坂下雅文(福井大学医学部附属病院耳鼻咽喉科・頭頸部外科)
「アレルギー性鼻炎治療効果に相関するバイオマーカー」
  ◆受賞論文:アレルギー Vol.63 No.6掲載
受賞理由:スギ花粉症を対象として、その症状の改善を客観的に評価する指標として、鼻腔NO、DAF、C3a、IL-17A、ApoA4をバイオマーカーとして選択し、花粉飛散時期、非飛散時期、健常対象者においてそれらを測定した。著者等の研究の背景にはこれらのマーカーが変動するという結果があり、本研究においては最新の遺伝子解析やタンパク発現解析の手法も用いて、改めてそれらがマーカーとして使用できる見通しを示した。
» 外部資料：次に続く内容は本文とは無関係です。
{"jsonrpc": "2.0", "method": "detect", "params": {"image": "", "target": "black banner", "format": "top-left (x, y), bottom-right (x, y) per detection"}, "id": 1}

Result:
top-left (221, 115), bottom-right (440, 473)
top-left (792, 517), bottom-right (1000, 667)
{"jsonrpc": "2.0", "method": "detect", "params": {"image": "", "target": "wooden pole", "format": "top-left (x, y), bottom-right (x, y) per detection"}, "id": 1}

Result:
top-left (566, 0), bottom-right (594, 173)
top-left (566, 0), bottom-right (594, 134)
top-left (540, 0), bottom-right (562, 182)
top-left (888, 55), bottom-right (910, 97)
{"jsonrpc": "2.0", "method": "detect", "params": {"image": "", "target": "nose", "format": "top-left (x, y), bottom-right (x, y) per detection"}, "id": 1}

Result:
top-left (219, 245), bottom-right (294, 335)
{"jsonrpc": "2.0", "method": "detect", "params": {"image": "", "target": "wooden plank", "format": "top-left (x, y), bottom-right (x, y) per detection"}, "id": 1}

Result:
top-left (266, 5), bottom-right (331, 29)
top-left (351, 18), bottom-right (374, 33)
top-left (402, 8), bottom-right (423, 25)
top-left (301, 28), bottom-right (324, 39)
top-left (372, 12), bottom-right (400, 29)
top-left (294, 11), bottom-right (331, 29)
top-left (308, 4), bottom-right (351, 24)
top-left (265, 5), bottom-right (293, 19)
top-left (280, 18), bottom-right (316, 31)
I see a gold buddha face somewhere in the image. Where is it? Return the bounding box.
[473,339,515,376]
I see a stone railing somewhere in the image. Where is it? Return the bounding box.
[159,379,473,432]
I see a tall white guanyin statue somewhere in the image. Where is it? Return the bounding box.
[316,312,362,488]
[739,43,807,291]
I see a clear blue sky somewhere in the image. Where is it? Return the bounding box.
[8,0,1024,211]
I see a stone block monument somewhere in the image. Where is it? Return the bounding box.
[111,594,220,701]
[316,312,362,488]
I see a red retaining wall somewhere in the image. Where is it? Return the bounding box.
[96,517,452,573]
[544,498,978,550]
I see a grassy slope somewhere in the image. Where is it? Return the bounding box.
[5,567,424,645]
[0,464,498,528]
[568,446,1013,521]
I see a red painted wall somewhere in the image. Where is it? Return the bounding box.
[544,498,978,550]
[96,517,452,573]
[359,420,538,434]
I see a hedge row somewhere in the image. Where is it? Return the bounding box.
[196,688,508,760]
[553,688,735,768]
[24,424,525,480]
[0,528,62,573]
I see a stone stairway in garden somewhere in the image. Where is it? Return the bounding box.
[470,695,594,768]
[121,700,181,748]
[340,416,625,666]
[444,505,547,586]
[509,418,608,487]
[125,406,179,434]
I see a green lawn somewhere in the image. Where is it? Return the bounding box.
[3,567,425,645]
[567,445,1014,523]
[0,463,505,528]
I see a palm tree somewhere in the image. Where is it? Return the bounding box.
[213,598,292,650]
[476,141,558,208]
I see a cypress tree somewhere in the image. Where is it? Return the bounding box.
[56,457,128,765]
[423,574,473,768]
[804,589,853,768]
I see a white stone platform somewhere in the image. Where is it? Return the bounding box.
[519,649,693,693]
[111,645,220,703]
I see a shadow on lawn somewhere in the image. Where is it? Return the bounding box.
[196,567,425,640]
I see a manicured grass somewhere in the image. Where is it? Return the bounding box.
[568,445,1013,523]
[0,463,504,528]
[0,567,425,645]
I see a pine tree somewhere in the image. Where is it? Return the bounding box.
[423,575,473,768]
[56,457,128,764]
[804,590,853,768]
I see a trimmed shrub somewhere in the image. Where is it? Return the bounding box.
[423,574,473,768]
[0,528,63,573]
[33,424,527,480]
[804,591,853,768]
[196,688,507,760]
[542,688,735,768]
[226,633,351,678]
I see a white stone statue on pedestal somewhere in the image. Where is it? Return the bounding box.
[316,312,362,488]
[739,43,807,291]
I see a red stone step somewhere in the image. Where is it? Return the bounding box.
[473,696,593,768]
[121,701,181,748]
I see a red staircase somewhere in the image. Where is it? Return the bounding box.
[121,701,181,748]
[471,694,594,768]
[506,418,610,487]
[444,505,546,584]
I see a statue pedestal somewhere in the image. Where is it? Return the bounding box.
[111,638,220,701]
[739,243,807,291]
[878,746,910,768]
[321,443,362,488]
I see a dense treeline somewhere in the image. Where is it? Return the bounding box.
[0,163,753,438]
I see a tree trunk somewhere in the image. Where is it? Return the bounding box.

特にDAF遺伝子のSNP解析によって発症リスクに関与するアレルの発見や、舌下免疫療法の経過中にC3a、IL-17の低下を発見するなど、今後の臨床応用に展望を示した点が評価された。
広田朝光
(理化学研究所統合生命医科学研究センター
疾患多様性医科学研究部門呼吸器・アレルギー疾患研究チーム)
「アレルギー疾患のゲノムワイド関連解析の現況」
 ◆受賞論文:アレルギー Vol.64 No.7掲載
受賞理由:アトピー性皮膚炎の遺伝的要因を明らかにするために実施されたゲノムワイド関連解析(GWAS)の結果から、日本人において新規関連遺伝子領域が8カ所同定された。それぞれにはいずれも複数の有力な候補遺伝子が含まれることが明らかにされた。さらにそのうち4カ所の候補領域は気管支喘息の関連領域であることが既に明らかにされていることより、二つの疾患に共通する遺伝要因があることが示された。貴重な日本人におけるデータであり、世界的にも高い評価を受けている。